In Dublin they settled in his aunt's house at Richmond St., where he had grown up, and he became chief carer for their only child, Donncha (b. 1948). The household was Irish-speaking, helped by maids from the Gaeltacht. O'Dea went frequently to Dunquin, Co. Kerry, to improve his Irish. Work on screen and stage became infrequent; in 1955 he appeared as Fr O'Malley in Eddie Dowling's off-Broadway production of ‘The righteous are bold’ by Frank Carney (1902–76). The director was inexperienced and the play folded after a short run. In 1953 he appeared in Ford's Mogambo with Grace Kelly, and in 1959 was Fr Murphy in Disney's Darby O'Gill and the little people, but this proved his penultimate film role. His stage career lasted only a few years longer; he continued to turn in subtle, highly rated performances until the last. The Times (5 Dec. 1959) noted that he made the complex part of the Canon, in Paul Vincent Carroll's (qv) ‘Shadow and substance’, comprehensible and even anxiously sympathetic. In 1966, prior to the opening of the new Abbey theatre, he was appointed one of twenty-five new shareholders to advise the directors on theatre policy. After the inaugural meeting he attended no more meetings. He was later nominated with Jack MacGowran (qv), Ray McAnally (qv), and Cyril Cusack (qv) as one of the ten life-members of the Abbey.

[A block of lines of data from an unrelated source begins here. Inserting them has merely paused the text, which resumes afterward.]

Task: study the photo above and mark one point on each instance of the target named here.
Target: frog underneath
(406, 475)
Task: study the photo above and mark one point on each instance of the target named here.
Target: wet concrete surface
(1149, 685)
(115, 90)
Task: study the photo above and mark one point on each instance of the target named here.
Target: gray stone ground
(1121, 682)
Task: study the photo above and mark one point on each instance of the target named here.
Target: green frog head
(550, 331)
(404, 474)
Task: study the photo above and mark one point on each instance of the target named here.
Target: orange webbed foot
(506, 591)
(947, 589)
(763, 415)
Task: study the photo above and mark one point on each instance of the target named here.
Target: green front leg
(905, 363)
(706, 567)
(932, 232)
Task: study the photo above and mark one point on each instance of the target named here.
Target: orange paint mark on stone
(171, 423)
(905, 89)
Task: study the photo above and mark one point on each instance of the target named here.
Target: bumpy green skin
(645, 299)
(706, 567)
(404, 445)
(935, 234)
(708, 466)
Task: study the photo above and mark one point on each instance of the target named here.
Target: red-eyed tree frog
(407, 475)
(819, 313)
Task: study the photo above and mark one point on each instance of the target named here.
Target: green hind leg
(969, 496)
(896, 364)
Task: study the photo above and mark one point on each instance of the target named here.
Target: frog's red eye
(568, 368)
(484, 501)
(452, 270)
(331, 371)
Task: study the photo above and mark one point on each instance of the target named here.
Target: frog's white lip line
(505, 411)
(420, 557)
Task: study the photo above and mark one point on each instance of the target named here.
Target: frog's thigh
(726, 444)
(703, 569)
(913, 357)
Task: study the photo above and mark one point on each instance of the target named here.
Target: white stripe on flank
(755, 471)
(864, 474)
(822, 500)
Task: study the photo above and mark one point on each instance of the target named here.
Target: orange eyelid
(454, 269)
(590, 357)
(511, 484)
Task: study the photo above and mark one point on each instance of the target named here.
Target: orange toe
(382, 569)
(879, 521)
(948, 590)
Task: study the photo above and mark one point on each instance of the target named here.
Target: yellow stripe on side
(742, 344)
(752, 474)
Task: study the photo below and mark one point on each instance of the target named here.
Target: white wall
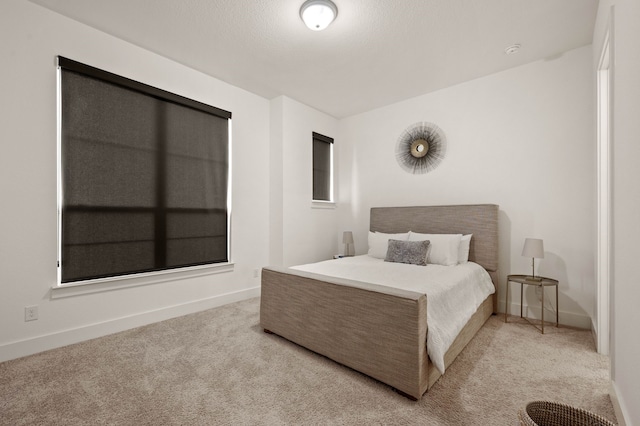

A reticent man with a capacity for self-effacement unusual for his profession, O'Dea was noted for his generosity, his wry humour, and his practical jokes. An alleged impersonation of Lennox Robinson (qv) in Louis D'Alton's (qv) comedy ‘The money doesn't matter’ led to Frank O'Connor (qv) in The Bell accusing him of mocking Robinson as an alcoholic sponger. O'Dea sued for libel but, on hearing of the magazine's impecuniousness, retracted. On another occasion, when Flann O'Brien (qv) refused to take a curtain call, O'Dea took the stage in knee breeches, green coat, and a shillelagh, claiming to be the author.
He died 5 November 1978 in Dublin, having moved after his aunt's death (c.1957) to Highfield Road, Rathgar. He was survived by his wife and his son, Donncha O'Dea, who was a champion sprinter and swimmer (representing Ireland at the Mexico Olympics in 1968) and a professional poker player who was sixth in the world series in Las Vegas in 1983. In this he resembled his father, a celebrated Dublin poker player, whose long-time friend, Seán Lemass (qv) once warned the writer Gabriel Fallon (qv): ‘Never play with O'Dea. That fellow plays from the cellar up’ (Ir. Times, 7 Nov. 1978).